La cultura dello scroll e l’erosione dell’attenzione
Parallelamente, si sta affermando una nuova abitudine cognitiva: l’informazione breve, istantanea, spesso visuale. Sempre più giovani cercano risposte su TikTok, Instagram o YouTube, dove la logica della scoperta è sostituita da quella della fruizione. Come ha osservato ancora Miller, «le piattaforme video stanno sostituendo il web aperto come principale fonte informativa dei giovani».
È la “scroll culture”, in cui il sapere si misura in secondi di attenzione. Ma la conoscenza non si costruisce per accumulo di frammenti: richiede tempo, contesto, confronto. Se Wikipedia è la biblioteca di Alessandria del XXI secolo, i social rappresentano la sua versione effimera, fatta di fuochi d’artificio informativi destinati a spegnersi dopo pochi istanti.
Verso un patto per il sapere digitale
La questione, dunque, non è soltanto tecnologica. È culturale, etica e politica. Wikipedia non difende solo il proprio traffico: difende un principio fondante del web aperto – la collaborazione come forma di intelligenza collettiva.

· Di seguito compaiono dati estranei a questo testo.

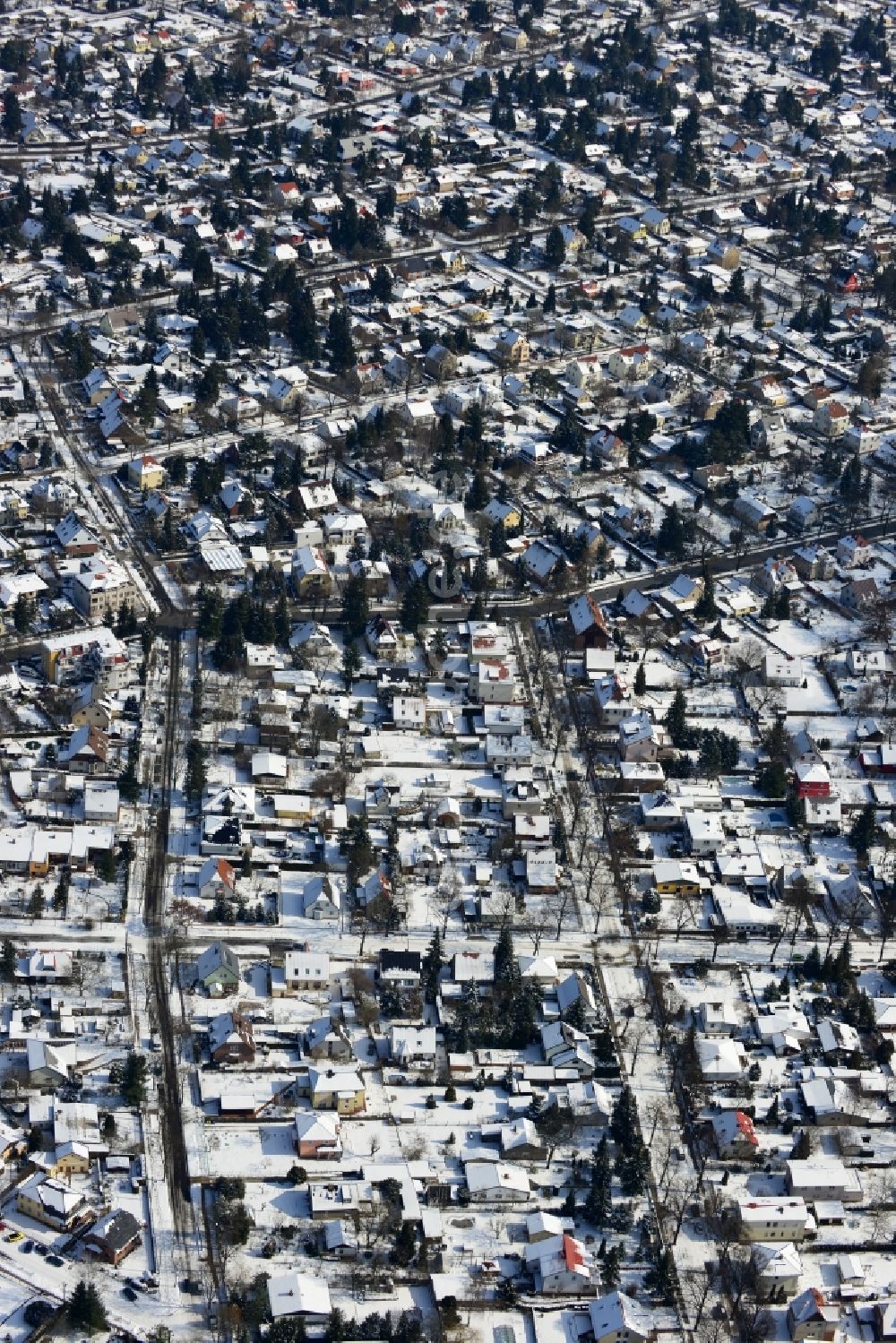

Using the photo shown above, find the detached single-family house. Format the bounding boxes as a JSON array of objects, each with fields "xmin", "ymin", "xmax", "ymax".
[
  {"xmin": 296, "ymin": 1111, "xmax": 342, "ymax": 1160},
  {"xmin": 307, "ymin": 1068, "xmax": 366, "ymax": 1115},
  {"xmin": 589, "ymin": 1292, "xmax": 657, "ymax": 1343},
  {"xmin": 196, "ymin": 942, "xmax": 240, "ymax": 996},
  {"xmin": 84, "ymin": 1208, "xmax": 140, "ymax": 1264}
]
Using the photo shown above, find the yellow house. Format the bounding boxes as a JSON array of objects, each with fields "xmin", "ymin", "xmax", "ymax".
[
  {"xmin": 127, "ymin": 457, "xmax": 165, "ymax": 490},
  {"xmin": 307, "ymin": 1068, "xmax": 366, "ymax": 1115},
  {"xmin": 653, "ymin": 858, "xmax": 700, "ymax": 896}
]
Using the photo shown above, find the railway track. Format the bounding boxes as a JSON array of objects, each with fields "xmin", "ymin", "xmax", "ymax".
[{"xmin": 143, "ymin": 635, "xmax": 191, "ymax": 1214}]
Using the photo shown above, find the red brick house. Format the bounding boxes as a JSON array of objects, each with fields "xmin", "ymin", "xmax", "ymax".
[{"xmin": 794, "ymin": 760, "xmax": 831, "ymax": 797}]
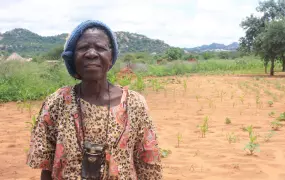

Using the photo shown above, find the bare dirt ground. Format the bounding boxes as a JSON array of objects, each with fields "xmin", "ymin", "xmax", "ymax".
[{"xmin": 0, "ymin": 76, "xmax": 285, "ymax": 180}]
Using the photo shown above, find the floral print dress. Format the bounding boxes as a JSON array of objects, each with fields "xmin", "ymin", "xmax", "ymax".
[{"xmin": 27, "ymin": 86, "xmax": 162, "ymax": 180}]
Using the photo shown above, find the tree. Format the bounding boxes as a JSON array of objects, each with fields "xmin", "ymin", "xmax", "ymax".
[
  {"xmin": 43, "ymin": 46, "xmax": 63, "ymax": 60},
  {"xmin": 218, "ymin": 51, "xmax": 230, "ymax": 59},
  {"xmin": 254, "ymin": 19, "xmax": 285, "ymax": 76},
  {"xmin": 202, "ymin": 52, "xmax": 215, "ymax": 60},
  {"xmin": 239, "ymin": 0, "xmax": 285, "ymax": 74},
  {"xmin": 165, "ymin": 48, "xmax": 183, "ymax": 60},
  {"xmin": 123, "ymin": 53, "xmax": 135, "ymax": 68}
]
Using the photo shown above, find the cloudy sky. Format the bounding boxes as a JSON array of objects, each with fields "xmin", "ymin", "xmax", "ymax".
[{"xmin": 0, "ymin": 0, "xmax": 258, "ymax": 47}]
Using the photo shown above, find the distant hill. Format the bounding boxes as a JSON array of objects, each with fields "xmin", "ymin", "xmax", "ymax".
[
  {"xmin": 0, "ymin": 28, "xmax": 170, "ymax": 56},
  {"xmin": 184, "ymin": 42, "xmax": 239, "ymax": 52}
]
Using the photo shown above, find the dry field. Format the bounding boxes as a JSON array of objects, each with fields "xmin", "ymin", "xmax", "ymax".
[{"xmin": 0, "ymin": 76, "xmax": 285, "ymax": 180}]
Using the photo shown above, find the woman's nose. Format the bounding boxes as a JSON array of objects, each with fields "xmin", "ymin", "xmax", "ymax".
[{"xmin": 85, "ymin": 48, "xmax": 98, "ymax": 59}]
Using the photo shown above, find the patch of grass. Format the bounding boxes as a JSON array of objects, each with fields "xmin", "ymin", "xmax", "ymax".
[
  {"xmin": 270, "ymin": 120, "xmax": 282, "ymax": 131},
  {"xmin": 277, "ymin": 112, "xmax": 285, "ymax": 121},
  {"xmin": 267, "ymin": 101, "xmax": 273, "ymax": 107},
  {"xmin": 159, "ymin": 148, "xmax": 172, "ymax": 158},
  {"xmin": 244, "ymin": 132, "xmax": 260, "ymax": 155},
  {"xmin": 268, "ymin": 111, "xmax": 275, "ymax": 117},
  {"xmin": 198, "ymin": 116, "xmax": 209, "ymax": 138},
  {"xmin": 177, "ymin": 133, "xmax": 182, "ymax": 148},
  {"xmin": 264, "ymin": 130, "xmax": 276, "ymax": 142},
  {"xmin": 130, "ymin": 75, "xmax": 146, "ymax": 92},
  {"xmin": 226, "ymin": 132, "xmax": 239, "ymax": 144}
]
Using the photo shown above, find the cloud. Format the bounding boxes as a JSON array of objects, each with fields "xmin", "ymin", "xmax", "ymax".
[{"xmin": 0, "ymin": 0, "xmax": 258, "ymax": 47}]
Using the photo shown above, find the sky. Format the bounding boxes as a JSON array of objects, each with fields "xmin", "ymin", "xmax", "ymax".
[{"xmin": 0, "ymin": 0, "xmax": 259, "ymax": 48}]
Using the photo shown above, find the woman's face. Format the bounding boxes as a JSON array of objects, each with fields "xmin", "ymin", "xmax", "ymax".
[{"xmin": 75, "ymin": 29, "xmax": 112, "ymax": 81}]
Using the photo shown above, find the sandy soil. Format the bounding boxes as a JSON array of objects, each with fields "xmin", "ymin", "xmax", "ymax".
[{"xmin": 0, "ymin": 76, "xmax": 285, "ymax": 180}]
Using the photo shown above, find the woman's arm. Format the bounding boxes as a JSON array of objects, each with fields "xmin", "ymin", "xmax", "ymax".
[
  {"xmin": 41, "ymin": 170, "xmax": 52, "ymax": 180},
  {"xmin": 131, "ymin": 96, "xmax": 162, "ymax": 180}
]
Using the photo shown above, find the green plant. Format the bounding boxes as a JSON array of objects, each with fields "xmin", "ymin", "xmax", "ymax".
[
  {"xmin": 239, "ymin": 95, "xmax": 244, "ymax": 104},
  {"xmin": 244, "ymin": 132, "xmax": 260, "ymax": 155},
  {"xmin": 270, "ymin": 120, "xmax": 282, "ymax": 131},
  {"xmin": 183, "ymin": 80, "xmax": 187, "ymax": 92},
  {"xmin": 277, "ymin": 112, "xmax": 285, "ymax": 121},
  {"xmin": 226, "ymin": 132, "xmax": 239, "ymax": 144},
  {"xmin": 267, "ymin": 101, "xmax": 273, "ymax": 107},
  {"xmin": 151, "ymin": 79, "xmax": 164, "ymax": 92},
  {"xmin": 243, "ymin": 125, "xmax": 253, "ymax": 137},
  {"xmin": 264, "ymin": 130, "xmax": 276, "ymax": 142},
  {"xmin": 220, "ymin": 90, "xmax": 226, "ymax": 102},
  {"xmin": 268, "ymin": 111, "xmax": 275, "ymax": 117},
  {"xmin": 177, "ymin": 133, "xmax": 182, "ymax": 148},
  {"xmin": 195, "ymin": 95, "xmax": 201, "ymax": 102},
  {"xmin": 225, "ymin": 117, "xmax": 232, "ymax": 124},
  {"xmin": 131, "ymin": 75, "xmax": 146, "ymax": 92},
  {"xmin": 198, "ymin": 116, "xmax": 209, "ymax": 138}
]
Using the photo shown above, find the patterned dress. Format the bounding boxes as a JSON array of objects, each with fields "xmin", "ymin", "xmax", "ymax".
[{"xmin": 27, "ymin": 86, "xmax": 162, "ymax": 180}]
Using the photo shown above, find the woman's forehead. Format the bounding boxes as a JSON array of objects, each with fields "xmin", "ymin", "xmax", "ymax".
[{"xmin": 78, "ymin": 28, "xmax": 110, "ymax": 43}]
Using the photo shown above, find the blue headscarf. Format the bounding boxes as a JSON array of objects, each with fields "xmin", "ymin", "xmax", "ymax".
[{"xmin": 61, "ymin": 20, "xmax": 119, "ymax": 78}]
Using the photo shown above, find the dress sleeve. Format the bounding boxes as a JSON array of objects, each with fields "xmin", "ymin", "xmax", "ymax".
[
  {"xmin": 134, "ymin": 95, "xmax": 162, "ymax": 180},
  {"xmin": 27, "ymin": 96, "xmax": 56, "ymax": 171}
]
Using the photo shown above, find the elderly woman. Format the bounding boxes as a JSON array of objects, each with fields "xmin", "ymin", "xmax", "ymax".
[{"xmin": 27, "ymin": 21, "xmax": 162, "ymax": 180}]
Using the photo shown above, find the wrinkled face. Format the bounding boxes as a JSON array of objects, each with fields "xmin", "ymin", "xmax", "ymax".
[{"xmin": 75, "ymin": 29, "xmax": 112, "ymax": 81}]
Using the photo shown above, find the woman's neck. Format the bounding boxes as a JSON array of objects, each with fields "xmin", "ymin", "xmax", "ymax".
[{"xmin": 80, "ymin": 79, "xmax": 109, "ymax": 101}]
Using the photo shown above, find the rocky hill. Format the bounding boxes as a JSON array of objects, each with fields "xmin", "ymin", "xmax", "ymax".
[
  {"xmin": 185, "ymin": 42, "xmax": 239, "ymax": 52},
  {"xmin": 0, "ymin": 28, "xmax": 170, "ymax": 56}
]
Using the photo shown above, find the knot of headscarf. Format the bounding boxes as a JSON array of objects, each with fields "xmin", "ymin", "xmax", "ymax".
[{"xmin": 61, "ymin": 20, "xmax": 119, "ymax": 78}]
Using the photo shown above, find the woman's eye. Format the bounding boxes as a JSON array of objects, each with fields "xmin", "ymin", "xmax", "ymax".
[
  {"xmin": 97, "ymin": 46, "xmax": 107, "ymax": 52},
  {"xmin": 78, "ymin": 46, "xmax": 88, "ymax": 51}
]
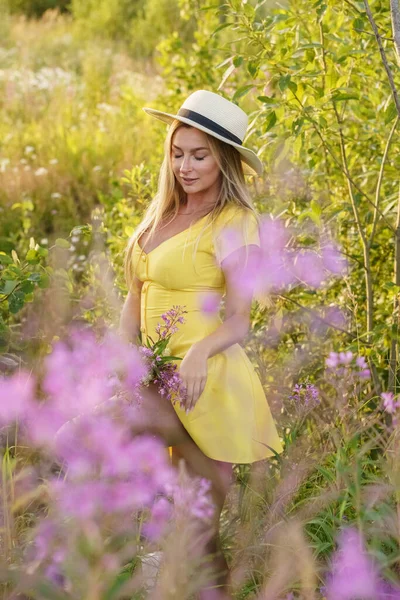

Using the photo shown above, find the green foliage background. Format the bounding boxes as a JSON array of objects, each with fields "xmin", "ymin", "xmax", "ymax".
[{"xmin": 0, "ymin": 0, "xmax": 400, "ymax": 592}]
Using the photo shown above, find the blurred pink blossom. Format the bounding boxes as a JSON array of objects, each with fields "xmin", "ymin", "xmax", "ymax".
[
  {"xmin": 0, "ymin": 371, "xmax": 36, "ymax": 425},
  {"xmin": 326, "ymin": 527, "xmax": 379, "ymax": 600}
]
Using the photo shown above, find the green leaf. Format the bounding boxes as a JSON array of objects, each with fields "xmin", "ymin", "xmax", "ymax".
[
  {"xmin": 55, "ymin": 238, "xmax": 71, "ymax": 248},
  {"xmin": 25, "ymin": 248, "xmax": 39, "ymax": 264},
  {"xmin": 353, "ymin": 17, "xmax": 365, "ymax": 29},
  {"xmin": 37, "ymin": 246, "xmax": 49, "ymax": 258},
  {"xmin": 385, "ymin": 102, "xmax": 397, "ymax": 125},
  {"xmin": 257, "ymin": 96, "xmax": 278, "ymax": 104},
  {"xmin": 232, "ymin": 85, "xmax": 254, "ymax": 102},
  {"xmin": 332, "ymin": 92, "xmax": 359, "ymax": 102},
  {"xmin": 20, "ymin": 280, "xmax": 35, "ymax": 294},
  {"xmin": 8, "ymin": 290, "xmax": 25, "ymax": 314},
  {"xmin": 265, "ymin": 111, "xmax": 277, "ymax": 131},
  {"xmin": 0, "ymin": 279, "xmax": 18, "ymax": 296},
  {"xmin": 38, "ymin": 273, "xmax": 50, "ymax": 289},
  {"xmin": 210, "ymin": 22, "xmax": 234, "ymax": 37},
  {"xmin": 247, "ymin": 62, "xmax": 258, "ymax": 77},
  {"xmin": 278, "ymin": 75, "xmax": 290, "ymax": 92}
]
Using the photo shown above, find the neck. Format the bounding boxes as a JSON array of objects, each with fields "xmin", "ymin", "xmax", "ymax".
[{"xmin": 185, "ymin": 185, "xmax": 220, "ymax": 212}]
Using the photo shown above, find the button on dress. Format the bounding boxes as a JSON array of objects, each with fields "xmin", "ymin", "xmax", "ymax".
[{"xmin": 132, "ymin": 204, "xmax": 283, "ymax": 463}]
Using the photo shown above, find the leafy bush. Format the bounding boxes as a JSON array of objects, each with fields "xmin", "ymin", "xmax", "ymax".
[{"xmin": 8, "ymin": 0, "xmax": 70, "ymax": 18}]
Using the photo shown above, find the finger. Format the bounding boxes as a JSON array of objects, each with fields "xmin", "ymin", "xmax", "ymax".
[
  {"xmin": 190, "ymin": 381, "xmax": 201, "ymax": 410},
  {"xmin": 180, "ymin": 380, "xmax": 188, "ymax": 410},
  {"xmin": 186, "ymin": 381, "xmax": 193, "ymax": 414}
]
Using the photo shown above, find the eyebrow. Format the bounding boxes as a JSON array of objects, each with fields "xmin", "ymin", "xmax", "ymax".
[{"xmin": 172, "ymin": 144, "xmax": 209, "ymax": 152}]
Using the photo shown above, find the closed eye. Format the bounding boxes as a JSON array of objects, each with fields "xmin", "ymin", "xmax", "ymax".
[{"xmin": 174, "ymin": 154, "xmax": 205, "ymax": 160}]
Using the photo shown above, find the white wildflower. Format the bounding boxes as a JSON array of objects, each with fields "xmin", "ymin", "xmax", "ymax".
[{"xmin": 35, "ymin": 167, "xmax": 48, "ymax": 177}]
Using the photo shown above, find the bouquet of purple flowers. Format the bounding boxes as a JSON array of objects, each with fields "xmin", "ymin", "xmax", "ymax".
[{"xmin": 138, "ymin": 305, "xmax": 187, "ymax": 406}]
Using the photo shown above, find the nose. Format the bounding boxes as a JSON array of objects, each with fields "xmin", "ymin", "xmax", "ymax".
[{"xmin": 179, "ymin": 156, "xmax": 192, "ymax": 173}]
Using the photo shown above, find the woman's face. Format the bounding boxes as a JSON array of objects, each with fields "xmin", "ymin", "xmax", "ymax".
[{"xmin": 171, "ymin": 127, "xmax": 221, "ymax": 194}]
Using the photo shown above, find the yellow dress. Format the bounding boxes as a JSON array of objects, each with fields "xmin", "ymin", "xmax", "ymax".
[{"xmin": 132, "ymin": 204, "xmax": 283, "ymax": 463}]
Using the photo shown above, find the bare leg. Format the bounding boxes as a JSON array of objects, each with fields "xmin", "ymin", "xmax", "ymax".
[
  {"xmin": 127, "ymin": 384, "xmax": 232, "ymax": 600},
  {"xmin": 126, "ymin": 384, "xmax": 232, "ymax": 519},
  {"xmin": 172, "ymin": 445, "xmax": 232, "ymax": 600}
]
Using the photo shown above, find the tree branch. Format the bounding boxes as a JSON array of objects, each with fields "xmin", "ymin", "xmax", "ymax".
[
  {"xmin": 390, "ymin": 0, "xmax": 400, "ymax": 67},
  {"xmin": 364, "ymin": 0, "xmax": 400, "ymax": 117}
]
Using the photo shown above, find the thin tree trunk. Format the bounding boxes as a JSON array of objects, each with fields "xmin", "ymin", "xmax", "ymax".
[
  {"xmin": 390, "ymin": 0, "xmax": 400, "ymax": 67},
  {"xmin": 388, "ymin": 187, "xmax": 400, "ymax": 392}
]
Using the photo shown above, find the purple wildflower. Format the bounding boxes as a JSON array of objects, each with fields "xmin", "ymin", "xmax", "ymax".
[
  {"xmin": 381, "ymin": 392, "xmax": 400, "ymax": 415},
  {"xmin": 326, "ymin": 527, "xmax": 379, "ymax": 600},
  {"xmin": 0, "ymin": 371, "xmax": 36, "ymax": 425}
]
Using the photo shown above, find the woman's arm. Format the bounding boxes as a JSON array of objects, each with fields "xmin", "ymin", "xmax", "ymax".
[
  {"xmin": 195, "ymin": 245, "xmax": 260, "ymax": 358},
  {"xmin": 118, "ymin": 277, "xmax": 143, "ymax": 342},
  {"xmin": 179, "ymin": 245, "xmax": 260, "ymax": 413}
]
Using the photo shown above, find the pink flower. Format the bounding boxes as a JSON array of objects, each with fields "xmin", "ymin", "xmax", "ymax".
[
  {"xmin": 325, "ymin": 352, "xmax": 339, "ymax": 369},
  {"xmin": 0, "ymin": 371, "xmax": 36, "ymax": 425},
  {"xmin": 326, "ymin": 527, "xmax": 379, "ymax": 600},
  {"xmin": 339, "ymin": 350, "xmax": 353, "ymax": 365},
  {"xmin": 381, "ymin": 392, "xmax": 400, "ymax": 415}
]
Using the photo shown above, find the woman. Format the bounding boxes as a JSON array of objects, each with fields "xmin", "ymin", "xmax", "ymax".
[{"xmin": 120, "ymin": 90, "xmax": 282, "ymax": 600}]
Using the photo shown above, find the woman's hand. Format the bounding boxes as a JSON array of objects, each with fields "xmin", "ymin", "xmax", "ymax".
[{"xmin": 179, "ymin": 344, "xmax": 208, "ymax": 414}]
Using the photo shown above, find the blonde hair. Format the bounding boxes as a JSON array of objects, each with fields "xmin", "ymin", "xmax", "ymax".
[{"xmin": 124, "ymin": 119, "xmax": 259, "ymax": 290}]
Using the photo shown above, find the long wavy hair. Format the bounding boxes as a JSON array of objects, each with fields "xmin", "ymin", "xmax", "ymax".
[{"xmin": 124, "ymin": 119, "xmax": 260, "ymax": 290}]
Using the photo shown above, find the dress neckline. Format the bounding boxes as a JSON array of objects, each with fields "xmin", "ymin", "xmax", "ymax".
[{"xmin": 136, "ymin": 211, "xmax": 211, "ymax": 256}]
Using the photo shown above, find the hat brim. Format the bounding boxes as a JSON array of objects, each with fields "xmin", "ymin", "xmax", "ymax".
[{"xmin": 143, "ymin": 107, "xmax": 264, "ymax": 175}]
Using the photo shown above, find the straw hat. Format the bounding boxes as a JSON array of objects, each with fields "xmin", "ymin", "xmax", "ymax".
[{"xmin": 143, "ymin": 90, "xmax": 263, "ymax": 175}]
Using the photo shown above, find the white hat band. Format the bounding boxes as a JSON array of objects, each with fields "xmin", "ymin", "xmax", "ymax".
[{"xmin": 178, "ymin": 108, "xmax": 243, "ymax": 145}]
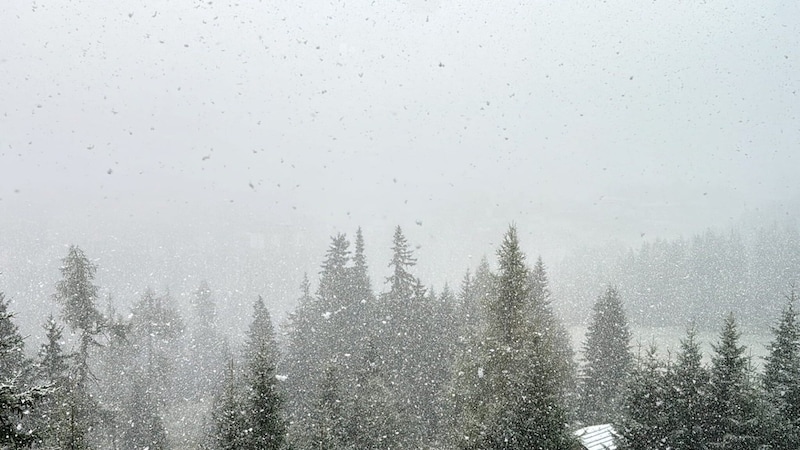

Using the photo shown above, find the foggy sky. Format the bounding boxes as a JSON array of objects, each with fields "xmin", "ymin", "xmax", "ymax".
[{"xmin": 0, "ymin": 0, "xmax": 800, "ymax": 336}]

Sostenere Wikipedia significa difendere un modello di rete basato su curiosità, accesso e pluralità. È un gesto che riguarda tutti: i lettori, gli sviluppatori, le aziende dell’AI e i creatori di contenuti.
Per isek.AI Lab, questa è la sfida più importante del nostro tempo: costruire un dialogo sostenibile tra intelligenza artificiale e conoscenza umana, in cui la tecnologia non divori le sue radici, ma le protegga. Le AI possono essere strumenti di amplificazione del sapere, ma solo se restano connesse alle sue fonti, riconoscendone il valore economico, culturale e umano.